For the last eight months, staff from St Christopher’s have been working alongside the Croydon team at Evolve Housing + Support, who provide accommodation and support for people who are homeless.
In 2018, 7261 people died on the streets of England and Wales, with 148 of them dying in London. In response, academics at University College London (UCL) began researching why homeless people rarely access medical and end of life care. UCL approached St Christopher’s to work on an independently funded, pilot project working with two hostels, Palmer House and Alex House, to provide better support for homeless people who are at the end of their lives. Two social workers and two community nurses from the hospice have been working with hostel staff to support people who are homeless and in need of palliative care; support that is so much easier to access for the rest of us.

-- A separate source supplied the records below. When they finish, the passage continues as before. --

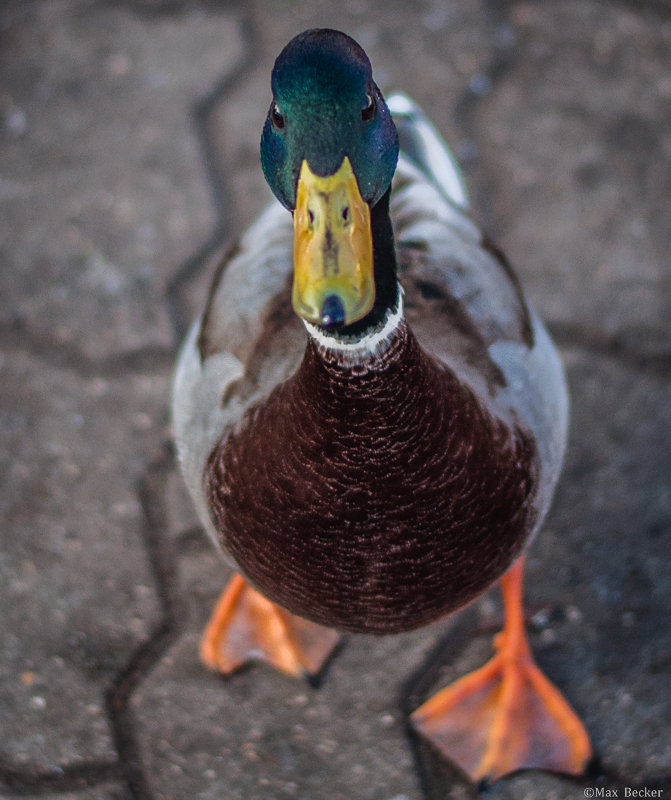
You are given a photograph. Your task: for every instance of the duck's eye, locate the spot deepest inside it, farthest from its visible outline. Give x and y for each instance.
(276, 116)
(368, 111)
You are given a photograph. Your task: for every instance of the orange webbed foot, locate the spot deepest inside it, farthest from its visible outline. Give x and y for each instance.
(245, 626)
(506, 715)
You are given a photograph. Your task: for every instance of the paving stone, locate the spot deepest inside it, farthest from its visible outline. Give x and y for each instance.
(100, 792)
(77, 593)
(574, 139)
(103, 187)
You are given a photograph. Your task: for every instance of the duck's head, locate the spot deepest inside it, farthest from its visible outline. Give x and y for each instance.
(329, 150)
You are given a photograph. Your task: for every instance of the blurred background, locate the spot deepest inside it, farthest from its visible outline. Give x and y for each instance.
(129, 154)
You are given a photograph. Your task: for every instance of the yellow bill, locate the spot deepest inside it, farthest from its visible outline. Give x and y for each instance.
(333, 248)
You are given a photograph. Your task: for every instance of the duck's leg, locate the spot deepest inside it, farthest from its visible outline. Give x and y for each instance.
(246, 626)
(507, 715)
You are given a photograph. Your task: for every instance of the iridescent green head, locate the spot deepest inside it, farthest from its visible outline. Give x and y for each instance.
(329, 150)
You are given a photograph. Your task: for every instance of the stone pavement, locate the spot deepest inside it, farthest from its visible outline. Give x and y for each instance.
(129, 153)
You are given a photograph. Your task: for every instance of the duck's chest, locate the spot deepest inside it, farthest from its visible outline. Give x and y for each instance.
(372, 499)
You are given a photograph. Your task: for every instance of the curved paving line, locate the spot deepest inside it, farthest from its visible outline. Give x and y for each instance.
(146, 359)
(162, 561)
(160, 553)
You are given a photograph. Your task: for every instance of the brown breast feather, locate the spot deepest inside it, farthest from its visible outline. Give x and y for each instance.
(375, 498)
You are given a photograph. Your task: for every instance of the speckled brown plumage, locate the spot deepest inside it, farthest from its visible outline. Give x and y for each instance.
(374, 501)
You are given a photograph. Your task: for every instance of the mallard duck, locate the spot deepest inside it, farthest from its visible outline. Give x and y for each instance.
(369, 416)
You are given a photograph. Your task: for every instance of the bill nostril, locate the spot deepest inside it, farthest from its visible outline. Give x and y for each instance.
(333, 311)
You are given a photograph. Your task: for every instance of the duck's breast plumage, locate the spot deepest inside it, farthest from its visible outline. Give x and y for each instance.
(463, 304)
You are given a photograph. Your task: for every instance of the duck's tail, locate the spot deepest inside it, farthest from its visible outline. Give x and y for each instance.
(423, 145)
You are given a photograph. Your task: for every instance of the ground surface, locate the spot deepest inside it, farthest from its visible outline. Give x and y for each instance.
(129, 152)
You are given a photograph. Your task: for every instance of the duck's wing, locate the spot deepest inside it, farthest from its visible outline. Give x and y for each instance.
(464, 302)
(247, 341)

Michele King, a social worker at St Christopher’s, has been helping people at Palmer House. “Often there is an assumption that homeless people, because of their situation, can be ‘challenging’ or ‘difficult’ cases to work with, however; what I’ve discovered is the health and care system we try to fit them into doesn’t work effectively to meet their complex needs. It’s very difficult to integrate people into a rigid system that isn’t designed for people with no fixed abode and who often require varied support in response to traumatic experiences; but this inflexibility isn’t a reason to deny them proper care and support.
With the team from UCL and the hostel staff, we’ve been trying to find new and creative approaches to help people access welfare, health and social care in ways that meet them where they are. As social workers and nurses we visit people in their environment and give end of life support just like we would for anyone who comes into the hospice or is supported at home, ensuring they have equal access to the care and support they need.
The end of life challenges that homeless people experience are no different to what we see elsewhere; the questions they’re asking and the fears they have about death are the same as any other person. At St Christopher’s we support people every day and I’m proud that we’ve been able to partner with Evolve in Croydon to extend the care and support to people in our community regardless of their situation.”
Wherever people go, we want them to have the best support.
The partnership with Palmer House has centred around education and training. Senior Support Worker, Liam McCann said, “Staff from the hospice have helped us cut through a lot of the red tape and access support for our customers who are at the end of life. We’ve learnt how to support people to stay in the hostel if this is where they want to die. The hospice has contacts at places like Croydon University Hospital and having those links and access helps us to improve care for people.”
Kate Smith is the Team Leader at Palmer House. She reflected, “It’s been such a huge help, even in terms of assessing whether people should be using our service or going elsewhere. St Christopher’s staff have shown us what to look out for and where to direct people. Wherever people go, we want them to have the best support.”
As the short-term partnership comes to an end, UCL and St Christopher’s are exploring how it might be extended and shared with hospices and homeless housing centres nationwide to improve care for homeless people beyond south east London.